OPEC総会後、原油価格がさらに上がる理由 大半の人は現物と先物の関係を間違っている
また、最近では、シンガポール周辺の海上でタンカー貯蔵されている原油在庫の減少も顕著となっているようだ。ここにもOPEC主導の協調減産で原油市場が引き締まっていることが示されている。実際、トムソン・ロイターによると、シンガポール沖とマレーシア西部沖では、巨大タンカー約15隻が3000万バレル余りの原油を貯蔵しているが、タンカー数は6月から半減したという。また、洋上在庫は直近では1500万バレル程度にまで減少しているとみられている。
このように、アジアの石油貿易拠点における海上原油在庫は、OPECやロシアなどによる協調減産に伴い、明らかに減少している。さらに、現在の先物市場のフォワードカーブ(現在から見た将来の契約などの価格のグラフ)の形状を考慮すれば、これらのオペレーションが機能しなくなるのも当然である。
「現物が先物よりも高い=先安感がある」は間違い
というのも、たとえば現在のWTI原油の先物カーブを見ると、先物価格が現物価格よりも安い状況にある(このことを「バックワーデーション」という)。これはコモディティ特有のパターンだが、これは現物需給が逼迫しているときに見られる典型的なパターンである。このパターンをみた金融市場関係者は、「先物価格が安いので、先安観がある」と考えるようだが、それはまったくの素人の見方である。コモディティは現物が中心であり、期近価格が基準である。先物に対して期近価格が上昇しているのだから、相場は強いのである。
このような典型的な強気パターンにあるのが、現在のWTI原油先物市場なのだ。フォワードカーブがこのような形状になると、現物在庫を保有しながら先物で価格変動のリスクを回避するためのヘッジが不可能になる。なぜなら、保有している原油の価格よりも安い価格で売りヘッジをせざるをえないからである。
こうした状況になると、現物をショートしている取引参加者は慌てて買い戻しをせざるをえなくなる。現在のように、OPECとロシアなどが減産を続けている中で、需給が改善し始めると、ショート筋は現物の手当てに困ることになり、結果的に期近に買い圧力がかかるわけである。
実はこうした先物市場のカーブの形状は、米国のシェールオイル企業を厳しい状況に追い込むことになる。というのも、保有する原油資産の価格ヘッジができなくなるからだ。現在のWTI原油の期近価格は58ドルだが、2018年は平均すると57ドル程度、2019年は53ドル、2020年は51ドル、2021年は49ドルとなる。ヘッジ価格として最低でも55ドル程度は欲しいと考えているシェールオイル企業が多いとみられていることを考慮すれば、期近価格が上昇しても、期先価格が上昇してヘッジができないことには、安心してリグの稼働ができないことになり、供給をおいそれとは増やせないのである。現物需給バランスの改善は、このようなところにも影響を与えているわけである。いったんこのようなサイクルにはまり込むと、価格は往々にして堅調に推移しやすくなる。需給というコモディティにとって最も重要な価格決定要素が改善しているわけであり、価格が上昇に向かうのは必然ともいえる。

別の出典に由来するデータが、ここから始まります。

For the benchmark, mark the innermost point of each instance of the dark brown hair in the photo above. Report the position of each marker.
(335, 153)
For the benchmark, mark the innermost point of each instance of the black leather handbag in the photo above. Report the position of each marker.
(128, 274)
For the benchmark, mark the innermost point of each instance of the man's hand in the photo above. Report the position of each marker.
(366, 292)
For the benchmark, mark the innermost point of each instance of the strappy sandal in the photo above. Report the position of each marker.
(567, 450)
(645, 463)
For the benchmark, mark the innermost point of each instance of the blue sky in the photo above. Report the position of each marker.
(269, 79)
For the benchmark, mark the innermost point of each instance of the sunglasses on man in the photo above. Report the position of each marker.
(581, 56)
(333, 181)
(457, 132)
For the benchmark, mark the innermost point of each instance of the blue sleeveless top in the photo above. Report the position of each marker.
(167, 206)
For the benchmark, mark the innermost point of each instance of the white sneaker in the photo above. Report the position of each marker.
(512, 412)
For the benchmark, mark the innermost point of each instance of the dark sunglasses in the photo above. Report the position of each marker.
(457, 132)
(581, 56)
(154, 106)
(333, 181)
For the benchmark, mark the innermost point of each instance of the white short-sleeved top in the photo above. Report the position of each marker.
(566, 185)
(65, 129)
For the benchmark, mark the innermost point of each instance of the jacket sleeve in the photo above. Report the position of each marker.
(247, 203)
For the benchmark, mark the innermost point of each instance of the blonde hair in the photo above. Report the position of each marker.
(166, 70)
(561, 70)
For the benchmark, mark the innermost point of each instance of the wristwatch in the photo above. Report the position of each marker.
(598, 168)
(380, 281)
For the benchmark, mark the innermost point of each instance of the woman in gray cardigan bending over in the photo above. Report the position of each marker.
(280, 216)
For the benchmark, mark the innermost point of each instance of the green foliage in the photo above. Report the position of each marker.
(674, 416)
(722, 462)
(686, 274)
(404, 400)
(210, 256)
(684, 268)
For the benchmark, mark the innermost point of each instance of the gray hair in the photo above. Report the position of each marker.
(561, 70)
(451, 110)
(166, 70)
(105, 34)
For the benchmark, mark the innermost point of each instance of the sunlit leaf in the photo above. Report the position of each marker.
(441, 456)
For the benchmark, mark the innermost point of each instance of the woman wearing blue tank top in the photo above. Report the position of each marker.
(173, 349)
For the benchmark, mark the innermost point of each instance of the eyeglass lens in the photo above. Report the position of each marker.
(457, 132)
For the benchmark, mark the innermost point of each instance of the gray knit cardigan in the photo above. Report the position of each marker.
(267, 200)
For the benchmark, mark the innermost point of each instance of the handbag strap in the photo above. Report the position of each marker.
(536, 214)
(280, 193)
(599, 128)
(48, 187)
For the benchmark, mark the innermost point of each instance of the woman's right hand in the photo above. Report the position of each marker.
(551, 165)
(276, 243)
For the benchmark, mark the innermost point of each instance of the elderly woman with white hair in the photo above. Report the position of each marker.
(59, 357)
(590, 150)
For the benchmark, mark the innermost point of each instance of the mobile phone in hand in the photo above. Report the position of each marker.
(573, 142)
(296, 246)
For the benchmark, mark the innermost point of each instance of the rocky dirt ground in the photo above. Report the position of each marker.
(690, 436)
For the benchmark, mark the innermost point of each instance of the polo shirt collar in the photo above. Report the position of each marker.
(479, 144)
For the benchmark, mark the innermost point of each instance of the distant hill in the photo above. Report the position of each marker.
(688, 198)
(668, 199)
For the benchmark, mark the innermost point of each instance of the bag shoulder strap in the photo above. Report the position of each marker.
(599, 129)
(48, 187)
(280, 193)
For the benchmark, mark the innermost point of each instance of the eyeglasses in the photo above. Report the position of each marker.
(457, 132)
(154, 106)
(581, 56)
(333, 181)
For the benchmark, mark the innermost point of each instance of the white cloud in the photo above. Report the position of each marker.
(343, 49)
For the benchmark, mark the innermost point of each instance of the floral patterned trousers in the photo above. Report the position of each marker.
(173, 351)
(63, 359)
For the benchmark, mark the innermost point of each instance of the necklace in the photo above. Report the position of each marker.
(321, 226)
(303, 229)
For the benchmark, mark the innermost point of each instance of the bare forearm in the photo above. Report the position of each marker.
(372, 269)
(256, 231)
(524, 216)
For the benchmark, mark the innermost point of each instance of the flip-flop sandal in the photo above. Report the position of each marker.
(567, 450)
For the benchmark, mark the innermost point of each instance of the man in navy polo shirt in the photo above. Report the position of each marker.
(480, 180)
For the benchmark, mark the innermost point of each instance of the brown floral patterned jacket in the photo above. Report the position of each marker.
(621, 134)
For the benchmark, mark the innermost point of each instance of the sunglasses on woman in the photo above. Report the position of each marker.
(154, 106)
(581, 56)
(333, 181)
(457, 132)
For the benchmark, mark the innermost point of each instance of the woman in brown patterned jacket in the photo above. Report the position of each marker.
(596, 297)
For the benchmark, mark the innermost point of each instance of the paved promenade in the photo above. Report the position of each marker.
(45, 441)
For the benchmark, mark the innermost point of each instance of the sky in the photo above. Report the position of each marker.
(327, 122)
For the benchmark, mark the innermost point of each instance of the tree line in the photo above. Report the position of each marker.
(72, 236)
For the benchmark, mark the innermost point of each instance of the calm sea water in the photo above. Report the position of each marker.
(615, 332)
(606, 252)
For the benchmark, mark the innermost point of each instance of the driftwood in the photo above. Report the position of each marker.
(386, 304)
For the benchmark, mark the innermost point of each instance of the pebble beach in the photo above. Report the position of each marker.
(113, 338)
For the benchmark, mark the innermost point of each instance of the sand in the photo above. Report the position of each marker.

11月30日のOPECと非加盟国の総会では、2018年3月までの協調減産は、少なくとも同9月、最大で同12月まで延長される可能性が高い。そうなれば、需給バランスの改善はますます進むことになる。その結果、WTI原油は2018年1月までをメドに、筆者が本欄で繰り返し述べてきた適正価格である「65ドルから75ドル水準」に到達するものと考えている。